GOOD TO KNOW: The Prius will also soon be offered in a plug-in hybrid (PHEV) model, the Prius Prime. Though it will cost more than its cousin — likely three or four thousand dollars more — it will deliver even more power plus the ability to travel 35 miles or more on battery power alone.
WHY WE LOVE IT: We’ve said it many times: There is no better family vehicle than a minivan, there is no better minivan than the Pacifica and there is no better Pacifica than this hybrid model. It is simply superlative in accomplishing its core tasks: the safe, refined, reliable and effortless transportation of families and their stuff.
STANDOUT FEATURES: Anyone who has experienced the power-operated rear sliding doors and disappearing Stow-‘n-Go rear seats in the Pacifica will attest to their magical and life-changing operation. Ditto the onboard vacuum.

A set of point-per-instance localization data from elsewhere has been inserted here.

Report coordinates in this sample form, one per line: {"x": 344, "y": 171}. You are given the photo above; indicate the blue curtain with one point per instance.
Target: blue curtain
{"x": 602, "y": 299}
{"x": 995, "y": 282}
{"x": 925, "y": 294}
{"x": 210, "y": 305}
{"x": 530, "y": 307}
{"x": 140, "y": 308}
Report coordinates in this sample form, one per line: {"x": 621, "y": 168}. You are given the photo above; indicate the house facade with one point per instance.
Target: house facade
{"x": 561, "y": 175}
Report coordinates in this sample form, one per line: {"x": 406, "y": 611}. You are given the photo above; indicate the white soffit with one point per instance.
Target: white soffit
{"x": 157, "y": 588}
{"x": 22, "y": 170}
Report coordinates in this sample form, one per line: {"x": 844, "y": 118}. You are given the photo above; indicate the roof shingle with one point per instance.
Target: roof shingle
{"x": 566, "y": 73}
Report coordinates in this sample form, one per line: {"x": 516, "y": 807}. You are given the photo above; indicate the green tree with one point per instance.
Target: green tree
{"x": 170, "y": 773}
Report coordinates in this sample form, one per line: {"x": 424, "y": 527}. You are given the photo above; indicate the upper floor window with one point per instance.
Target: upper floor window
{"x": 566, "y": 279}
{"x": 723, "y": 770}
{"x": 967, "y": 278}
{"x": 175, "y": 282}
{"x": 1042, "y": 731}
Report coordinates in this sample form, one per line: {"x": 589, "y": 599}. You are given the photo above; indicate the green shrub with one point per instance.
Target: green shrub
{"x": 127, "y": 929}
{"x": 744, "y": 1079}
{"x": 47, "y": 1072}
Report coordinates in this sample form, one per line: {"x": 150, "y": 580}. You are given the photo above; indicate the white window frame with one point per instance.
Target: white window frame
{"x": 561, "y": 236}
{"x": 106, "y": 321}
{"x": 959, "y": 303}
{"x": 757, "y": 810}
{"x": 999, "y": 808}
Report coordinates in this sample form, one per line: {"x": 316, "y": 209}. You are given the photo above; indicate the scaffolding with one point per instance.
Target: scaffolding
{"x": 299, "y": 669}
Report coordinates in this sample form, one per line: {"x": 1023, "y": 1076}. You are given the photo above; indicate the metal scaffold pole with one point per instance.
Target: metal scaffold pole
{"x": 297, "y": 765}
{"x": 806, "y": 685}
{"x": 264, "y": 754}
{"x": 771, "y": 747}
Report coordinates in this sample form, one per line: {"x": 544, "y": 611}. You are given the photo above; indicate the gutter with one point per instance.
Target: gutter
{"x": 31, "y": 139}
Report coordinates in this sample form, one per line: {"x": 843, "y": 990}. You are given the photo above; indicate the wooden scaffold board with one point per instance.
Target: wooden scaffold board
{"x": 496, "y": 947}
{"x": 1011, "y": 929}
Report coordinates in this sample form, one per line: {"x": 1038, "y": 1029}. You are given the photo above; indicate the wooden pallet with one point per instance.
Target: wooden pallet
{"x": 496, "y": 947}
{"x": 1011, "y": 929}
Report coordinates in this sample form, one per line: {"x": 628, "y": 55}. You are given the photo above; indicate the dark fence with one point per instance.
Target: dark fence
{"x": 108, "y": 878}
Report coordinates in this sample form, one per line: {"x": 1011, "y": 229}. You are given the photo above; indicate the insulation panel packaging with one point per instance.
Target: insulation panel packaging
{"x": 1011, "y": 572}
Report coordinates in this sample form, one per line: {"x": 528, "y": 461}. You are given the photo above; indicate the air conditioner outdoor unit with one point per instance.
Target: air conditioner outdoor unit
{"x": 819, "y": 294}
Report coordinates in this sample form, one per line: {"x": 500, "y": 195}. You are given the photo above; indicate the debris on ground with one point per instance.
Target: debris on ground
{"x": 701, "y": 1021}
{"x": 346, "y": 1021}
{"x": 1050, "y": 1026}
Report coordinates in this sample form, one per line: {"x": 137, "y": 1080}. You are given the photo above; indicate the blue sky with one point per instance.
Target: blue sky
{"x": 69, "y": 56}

GOOD TO KNOW: The battery pack for the plug-in hybrid, which allows it to travel 32 miles on a charge, takes up the space in the floor where the second row of Stow-‘n-Go seats would be stored, so they don’t disappear, sadly. The third row still folds into the floor.
WHY WE LOVE IT: Kia is on a roll, both in terms of its design and its advanced powertrains, and the Niro exemplifies both of these triumphs. Its exterior looks like something birthed by an intergalactic transport. Under the hood it features a fuel-sipping gas/electric hybrid that allows it to eke 50 miles from a gallon of gas (in combined city/highway driving). And it does this at a base price that undercuts the competition.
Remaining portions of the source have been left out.